Last Halloween, Ryan set up a haunted house fundraiser for the University of Maryland, Baltimore County that drew thousands.

He pitched his idea for the abandoned circus earlier this year to the Inner Arbor Trust, which is charged with developing Merriweather Park at Symphony Woods. He's also coordinating with the county school system to bring students with physical disabilities to the ADA-compliant site during the day to enjoy a pumpkin patch and hay maze.

Nina Basu, who became president of the trust on May 1, was all in from the start.

"My mission is to bring great arts and culture events to downtown at Merriweather Park, and we need to make money to be able to provide those experiences," she said.

"This festival will be a really great theatrical production, and it was fortuitous that Gene and I each needed what the other had to offer."

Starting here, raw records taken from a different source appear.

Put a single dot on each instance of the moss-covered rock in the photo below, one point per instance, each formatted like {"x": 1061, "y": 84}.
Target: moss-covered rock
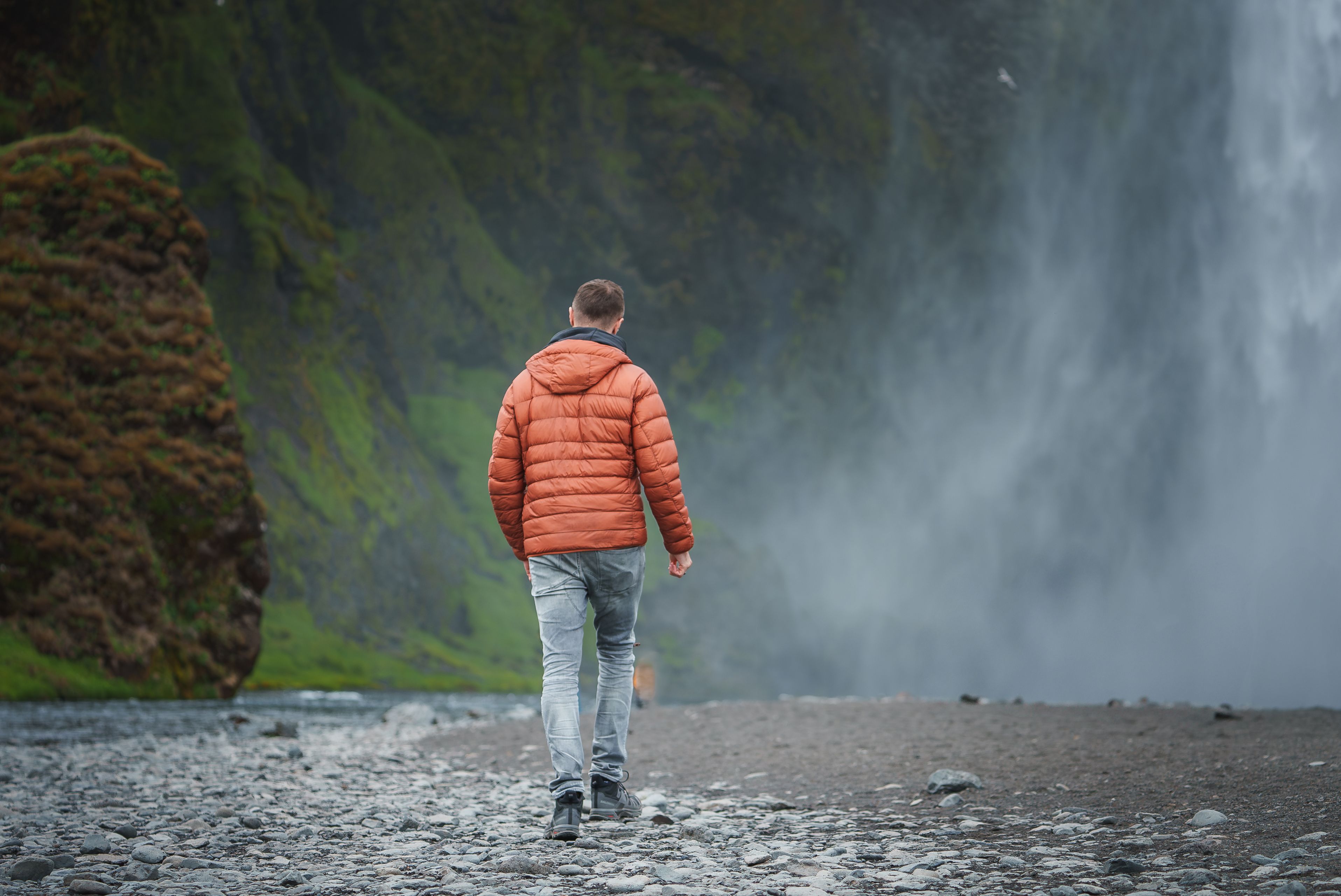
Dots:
{"x": 129, "y": 529}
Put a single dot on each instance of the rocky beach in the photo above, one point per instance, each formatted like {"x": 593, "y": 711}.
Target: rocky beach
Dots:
{"x": 781, "y": 799}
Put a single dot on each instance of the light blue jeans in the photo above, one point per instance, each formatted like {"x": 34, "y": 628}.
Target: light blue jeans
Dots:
{"x": 562, "y": 587}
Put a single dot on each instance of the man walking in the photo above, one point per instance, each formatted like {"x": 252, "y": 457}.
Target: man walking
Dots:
{"x": 580, "y": 428}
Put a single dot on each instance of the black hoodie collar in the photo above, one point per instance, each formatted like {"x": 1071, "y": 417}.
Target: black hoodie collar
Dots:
{"x": 592, "y": 335}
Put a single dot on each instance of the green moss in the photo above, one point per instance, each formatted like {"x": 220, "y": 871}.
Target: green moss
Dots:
{"x": 29, "y": 675}
{"x": 301, "y": 655}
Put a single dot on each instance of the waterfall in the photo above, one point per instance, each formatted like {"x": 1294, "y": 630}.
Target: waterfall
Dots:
{"x": 1112, "y": 466}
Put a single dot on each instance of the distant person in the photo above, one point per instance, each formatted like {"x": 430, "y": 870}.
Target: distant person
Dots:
{"x": 578, "y": 430}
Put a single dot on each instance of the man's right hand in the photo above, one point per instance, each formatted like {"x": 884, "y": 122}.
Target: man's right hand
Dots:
{"x": 680, "y": 564}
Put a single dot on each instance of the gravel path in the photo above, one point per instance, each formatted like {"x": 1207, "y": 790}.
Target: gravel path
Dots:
{"x": 796, "y": 799}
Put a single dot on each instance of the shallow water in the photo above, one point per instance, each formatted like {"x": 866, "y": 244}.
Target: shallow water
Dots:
{"x": 243, "y": 717}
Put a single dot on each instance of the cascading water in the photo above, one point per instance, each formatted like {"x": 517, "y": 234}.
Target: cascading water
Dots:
{"x": 1111, "y": 467}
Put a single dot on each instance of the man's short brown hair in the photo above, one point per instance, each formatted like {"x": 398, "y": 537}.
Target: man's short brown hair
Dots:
{"x": 598, "y": 302}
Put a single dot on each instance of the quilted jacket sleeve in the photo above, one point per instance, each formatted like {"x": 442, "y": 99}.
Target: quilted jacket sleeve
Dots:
{"x": 507, "y": 475}
{"x": 659, "y": 466}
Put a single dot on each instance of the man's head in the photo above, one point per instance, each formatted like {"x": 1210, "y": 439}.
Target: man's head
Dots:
{"x": 598, "y": 304}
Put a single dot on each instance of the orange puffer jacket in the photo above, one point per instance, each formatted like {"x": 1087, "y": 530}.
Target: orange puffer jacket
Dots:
{"x": 578, "y": 428}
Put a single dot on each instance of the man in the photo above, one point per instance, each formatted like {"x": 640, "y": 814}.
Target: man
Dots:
{"x": 580, "y": 428}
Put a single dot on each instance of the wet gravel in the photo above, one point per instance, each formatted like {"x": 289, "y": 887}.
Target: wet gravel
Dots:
{"x": 793, "y": 799}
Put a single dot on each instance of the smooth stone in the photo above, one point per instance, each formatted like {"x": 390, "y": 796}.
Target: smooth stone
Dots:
{"x": 1123, "y": 866}
{"x": 31, "y": 868}
{"x": 282, "y": 730}
{"x": 96, "y": 844}
{"x": 953, "y": 781}
{"x": 522, "y": 866}
{"x": 137, "y": 871}
{"x": 148, "y": 854}
{"x": 1199, "y": 878}
{"x": 190, "y": 864}
{"x": 1209, "y": 817}
{"x": 293, "y": 878}
{"x": 655, "y": 799}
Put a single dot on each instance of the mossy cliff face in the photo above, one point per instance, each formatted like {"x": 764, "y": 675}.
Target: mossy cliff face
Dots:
{"x": 129, "y": 530}
{"x": 401, "y": 199}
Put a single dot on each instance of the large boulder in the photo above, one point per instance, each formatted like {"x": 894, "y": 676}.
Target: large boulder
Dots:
{"x": 129, "y": 530}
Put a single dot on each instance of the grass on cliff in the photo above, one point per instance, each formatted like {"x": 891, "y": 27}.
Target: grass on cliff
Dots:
{"x": 29, "y": 675}
{"x": 300, "y": 655}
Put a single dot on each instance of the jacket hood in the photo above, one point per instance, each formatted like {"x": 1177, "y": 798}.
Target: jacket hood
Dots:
{"x": 575, "y": 364}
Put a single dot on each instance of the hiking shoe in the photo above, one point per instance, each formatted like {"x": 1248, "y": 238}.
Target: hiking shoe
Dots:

Ryan said his years of experience with creating larger and larger Halloween events has proved to be his own "Field of Dreams."

"I find that if we build it, people will come," he said. janeneholzberg76@gmail.com

If you go

CarnEVIL will be held on select nights from Oct. 13 to Nov. 5 at Merriweather Park at Symphony Woods, 10475 Little Patuxent Parkway, Columbia. Opening night will not be suitable for children, organizers caution. For festival rules, free-parking information and to purchase general admission tickets ($40.33) or VIP tickets ($63.93), go to carnyfest.com.

Note: An earlier version of this story included an incorrect web address for the event. It has been corrected here.